According to KPMG's 2025 Global PE Value Creation Survey, private equity firms face an inflection point as traditional strategies of financial leverage and multiple expansion fade. With fundraising contracting by 12% CAGR from 2021-2025, median holding periods exceeding six years, and over $3 trillion in unsold assets, PE firms must pivot from "stock-picking" to systematic, data-driven value creation to deliver expected returns.


Why It Matters

The post-ZIRP environment has fundamentally eliminated the tailwinds that drove PE returns for decades. With normalized interest rates, persistent inflation, and geopolitical volatility, EBITDA margin expansion through operational improvements—not financial engineering—has become the only repeatable competitive advantage.

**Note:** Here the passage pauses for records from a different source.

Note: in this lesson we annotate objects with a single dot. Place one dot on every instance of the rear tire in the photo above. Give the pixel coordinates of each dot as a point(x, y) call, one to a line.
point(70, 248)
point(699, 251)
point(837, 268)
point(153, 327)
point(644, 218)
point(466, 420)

Firms that fail to professionalize value creation capabilities risk losing LP confidence and fundraising capacity.


Big Picture Drivers

  • Interest rate normalization: Federal Reserve's 11 rate hikes from March 2022 to July 2023 eliminated low-cost debt arbitrage that historically drove IRRs, creating a funding gap despite unchanged LP return expectations

  • Valuation compression: Average EV/EBITDA multiples fell from 27x in 2021 to 18x in 2024 globally, with public-private valuation disconnects closing IPO exits and creating bid-ask spreads

  • Distribution drought: The ratio of distributions-to-contributions dropped 37% from peak levels, falling to 1.1x in 2024 as exit backlogs grew and LPs delayed new commitments

  • Geopolitical fragmentation: Trade tensions and regional conflicts have elevated the Geopolitical Risk Index to COVID-era levels, fragmenting supply chains and limiting cross-border expansion strategies

  • Technology disruption: AI and automation are shortening competitive cycles while requiring significant CAPEX investments, with 70% of respondents planning to increase operational AI spending by 25% or more


By The Numbers

  • $3.6 trillion: Total unrealized PE assets globally as of 2024, with median holding periods reaching 6.5 years—the highest in over a decade

  • 99%: Proportion of survey respondents citing macroeconomic factors as likely to impact deal valuations in the next 12 months

  • 52%: Share of PE firms reporting they cannot meet LP bespoke reporting demands in real time, highlighting data infrastructure gaps

  • 10%: Current weighted average of operational value creation employees versus 56% in investment roles across top 10 PE firms—suggesting 3x scaling needed

  • 19%: Continuation vehicles' share of sponsor-backed exits as of June 2025, up from 5% in 2020, indicating temporary liquidity solutions rather than fundamental value creation


Key Trends to Watch

  • Quant PE transformation is accelerating. Leading firms are adopting hedge fund-style quantitative approaches, using Monte Carlo simulations, stochastic modeling, and alternative data sources like satellite imagery and app store reviews to identify asymmetric opportunities and stress-test assumptions across volatile scenarios.

  • Operating partner ratios are inverting. Top-performing PE houses now target at least one operating partner per two deal partners, supported by in-house data science teams—a dramatic shift from the traditional deal-centric pyramid structure that 64% of firms report is growing substantially.

  • Proprietary data becomes competitive moat. Firms are centralizing portfolio company data into lakes and warehouses, generating automatic benchmarks that cut 100-day planning by 30% while surfacing cross-portfolio synergies previously invisible to siloed deal teams.

  • Alternative data adoption surges. Usage among investment advisors jumped from 31% in 2022 to 56% in 2024, with 45% leveraging external signals to gain insights into customer behavior and industry trends that traditional vendor packs cannot provide.


The Wrap

Private equity's evolution from financial arbitrage to operational excellence represents an existential transformation rather than an incremental adjustment. Firms that institutionalize the five capabilities—volatility-aware scenario simulation, outside-in intelligence, predictive interventions, proprietary data assets, and redesigned operating models—will systematically manufacture EBITDA uplift and capture the next wave of LP capital. Those clinging to legacy playbooks risk becoming obsolete as "operational alpha" becomes the price of admission rather than a differentiator.